At trial, Girton presented ample evidence of his lack of criminal intent through his expert witness. His witness testified about several Girton appraisals during the time frame covered by the indictment, explaining that they contained numerous errors. The additional appraisals would have been cumulative; furthermore, they were not completed during the relevant time frame. Girton was not deprived of the opportunity to present a defense.

Girton also challenges the district judge’s finding of the amount of loss attributable to him under relevant conduct principles. The district judge determined the loss to be between $500,000 and $700,000, but Girton believes this figure is inflated and resulted in an improper increase of his base offense level pursuant to U.S.S.G. § 2F1.1. We review the district judge’s relevant conduct loss calculation for clear error. United States v. Gramer, 309 F.3d 972, 974 (7th Cir.2002).

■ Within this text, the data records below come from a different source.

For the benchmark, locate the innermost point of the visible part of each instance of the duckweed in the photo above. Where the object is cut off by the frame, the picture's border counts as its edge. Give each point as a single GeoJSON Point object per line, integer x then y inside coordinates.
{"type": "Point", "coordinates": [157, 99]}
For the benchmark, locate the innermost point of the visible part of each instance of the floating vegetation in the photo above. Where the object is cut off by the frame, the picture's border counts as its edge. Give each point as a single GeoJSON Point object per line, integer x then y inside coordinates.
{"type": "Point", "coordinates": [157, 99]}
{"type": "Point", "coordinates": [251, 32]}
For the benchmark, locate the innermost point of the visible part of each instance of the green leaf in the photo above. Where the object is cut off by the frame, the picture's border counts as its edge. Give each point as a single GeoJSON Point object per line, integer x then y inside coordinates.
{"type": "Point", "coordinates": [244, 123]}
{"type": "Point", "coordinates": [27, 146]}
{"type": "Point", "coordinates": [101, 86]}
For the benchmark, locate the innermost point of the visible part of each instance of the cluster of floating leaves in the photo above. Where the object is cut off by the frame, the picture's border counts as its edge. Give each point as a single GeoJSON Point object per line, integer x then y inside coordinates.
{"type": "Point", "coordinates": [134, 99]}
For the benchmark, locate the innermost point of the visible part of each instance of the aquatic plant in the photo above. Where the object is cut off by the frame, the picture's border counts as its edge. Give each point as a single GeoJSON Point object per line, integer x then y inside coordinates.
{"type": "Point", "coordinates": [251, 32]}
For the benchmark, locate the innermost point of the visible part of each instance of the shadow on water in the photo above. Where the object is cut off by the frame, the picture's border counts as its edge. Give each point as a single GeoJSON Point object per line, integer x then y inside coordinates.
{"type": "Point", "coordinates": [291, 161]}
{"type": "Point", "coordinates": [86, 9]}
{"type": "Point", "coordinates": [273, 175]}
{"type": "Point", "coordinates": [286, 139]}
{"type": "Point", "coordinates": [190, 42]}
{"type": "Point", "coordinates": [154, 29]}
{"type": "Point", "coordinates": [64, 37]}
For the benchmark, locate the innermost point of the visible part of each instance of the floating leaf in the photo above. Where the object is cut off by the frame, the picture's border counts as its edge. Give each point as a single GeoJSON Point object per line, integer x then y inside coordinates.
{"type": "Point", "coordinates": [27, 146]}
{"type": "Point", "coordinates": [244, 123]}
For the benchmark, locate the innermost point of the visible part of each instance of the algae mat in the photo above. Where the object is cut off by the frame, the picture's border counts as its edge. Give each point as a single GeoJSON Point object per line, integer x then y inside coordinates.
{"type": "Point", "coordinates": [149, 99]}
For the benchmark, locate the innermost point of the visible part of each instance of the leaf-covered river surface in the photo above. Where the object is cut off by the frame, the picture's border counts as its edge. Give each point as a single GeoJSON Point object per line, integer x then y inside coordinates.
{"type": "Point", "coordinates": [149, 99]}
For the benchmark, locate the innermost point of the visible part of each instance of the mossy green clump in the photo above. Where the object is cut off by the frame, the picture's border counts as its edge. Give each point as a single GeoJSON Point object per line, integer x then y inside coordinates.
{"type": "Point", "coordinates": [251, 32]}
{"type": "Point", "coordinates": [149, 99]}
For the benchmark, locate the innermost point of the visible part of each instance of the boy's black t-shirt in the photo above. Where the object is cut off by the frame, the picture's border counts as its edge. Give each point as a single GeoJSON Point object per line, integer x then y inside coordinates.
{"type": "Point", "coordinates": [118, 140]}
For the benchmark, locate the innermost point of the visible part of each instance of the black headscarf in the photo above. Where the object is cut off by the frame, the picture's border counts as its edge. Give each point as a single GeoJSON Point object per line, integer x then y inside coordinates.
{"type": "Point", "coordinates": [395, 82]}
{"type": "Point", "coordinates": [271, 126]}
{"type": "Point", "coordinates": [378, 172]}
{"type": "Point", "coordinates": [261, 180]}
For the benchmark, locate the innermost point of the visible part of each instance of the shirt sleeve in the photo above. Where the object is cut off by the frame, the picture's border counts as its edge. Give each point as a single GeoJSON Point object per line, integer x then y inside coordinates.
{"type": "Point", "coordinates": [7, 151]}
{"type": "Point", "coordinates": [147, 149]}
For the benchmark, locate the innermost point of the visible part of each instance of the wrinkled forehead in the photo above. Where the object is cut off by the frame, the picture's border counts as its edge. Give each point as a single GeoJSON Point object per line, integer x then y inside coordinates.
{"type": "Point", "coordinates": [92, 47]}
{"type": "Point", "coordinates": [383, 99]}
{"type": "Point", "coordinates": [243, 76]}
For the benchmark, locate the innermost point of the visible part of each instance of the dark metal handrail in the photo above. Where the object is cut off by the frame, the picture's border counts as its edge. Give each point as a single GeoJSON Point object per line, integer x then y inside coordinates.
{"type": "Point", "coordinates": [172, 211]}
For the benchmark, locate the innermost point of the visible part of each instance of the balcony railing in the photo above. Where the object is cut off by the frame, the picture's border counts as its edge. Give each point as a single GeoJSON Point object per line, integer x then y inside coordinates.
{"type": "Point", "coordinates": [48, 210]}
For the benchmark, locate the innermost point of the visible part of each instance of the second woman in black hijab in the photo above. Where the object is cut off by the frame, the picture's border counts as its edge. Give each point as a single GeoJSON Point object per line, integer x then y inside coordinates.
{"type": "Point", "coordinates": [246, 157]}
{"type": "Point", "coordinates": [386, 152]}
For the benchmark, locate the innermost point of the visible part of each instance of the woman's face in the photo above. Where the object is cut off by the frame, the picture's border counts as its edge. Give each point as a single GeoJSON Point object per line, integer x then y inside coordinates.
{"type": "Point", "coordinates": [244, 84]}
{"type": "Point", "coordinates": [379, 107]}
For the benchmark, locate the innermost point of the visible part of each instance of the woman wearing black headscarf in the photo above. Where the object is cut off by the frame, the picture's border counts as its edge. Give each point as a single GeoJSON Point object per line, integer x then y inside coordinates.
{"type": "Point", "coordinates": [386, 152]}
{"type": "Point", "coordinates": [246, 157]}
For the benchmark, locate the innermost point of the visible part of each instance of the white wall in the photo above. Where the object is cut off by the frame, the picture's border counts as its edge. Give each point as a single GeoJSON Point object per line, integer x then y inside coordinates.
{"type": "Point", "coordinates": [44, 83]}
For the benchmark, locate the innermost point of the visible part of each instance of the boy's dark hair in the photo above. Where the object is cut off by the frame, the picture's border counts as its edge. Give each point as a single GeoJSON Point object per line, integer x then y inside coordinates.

The district judge determined the loss level by totaling the amount of fraudulent loan proceeds obtained by using Girton’s inflated appraisals and subtracting the fair market value for those properties (the fair market value being collateral for the loans). We see no error in the procedure employed by the district judge to determine the amount of loss for guideline purposes. A district judge’s determination need not be precise, but just a reasonable calculation. U.S.S.G. § 2F1.1, cmt. n. 9 (2000); United States v. Ross, 77 F.3d 1525, 1552 (7th Cir.1996); United States v. Narvaez, 995 F.2d 759, 764 (7th Cir.1993). Instead of hiring an expert to conduct costly appraisals of all the properties, using the actual sales price — with an actual instead of hypothetical seller — was a reasonable proxy for fair market value.

Girton also contends that he should only be hable for the amount of loss attributable to the appraisals that were part of his conviction. At trial he was convicted on counts involving three properties, but at sentencing the government presented evidence regarding an additional 14 properties. Testimony at sentencing established that the additional loans were part of the same scheme charged in the indictment. Girton claims an expert was needed to testify whether the additional appraisals were fraudulent.

The judge noted that Girton’s sentencing memorandum conceded that at least eight appraisals should be considered, bringing the loss to at least $359,500. The judge stated that, in determining relevant conduct, he should consider whether the other appraisals were

a part of the same course of conduct, or common scheme or plan of the offense of conviction.... These activities must be substantially connected to each other by at least one common factor, such as common victim, common accomplices, common purpose, or similar modus operandi ... [or] part of a single episode, spree or ongoing series of offenses.

In applying these principles, the judge concluded the additional loans were within a similar time frame, involved a common scheme, involved a similar modus operands and involved common accomplices. There is ample evidence the additional appraisals were involved in a common scheme, and the judge’s conclusions are not clearly erroneous. An expert was not necessary at sentencing to reach this determination.

The judgments of the district court as to Barnes and Girton are affirmed. 
      
      . Deb Barnes was indicted under the name "Deb Hallum Bryson a/k/a Deb H.B. Barnes.” She filed an appeal using the name Deb H. Bryson. Her current (married) name and the name used most often to identify her at the trial was Deb Barnes. We will refer to her in this opinion as Deb Barnes.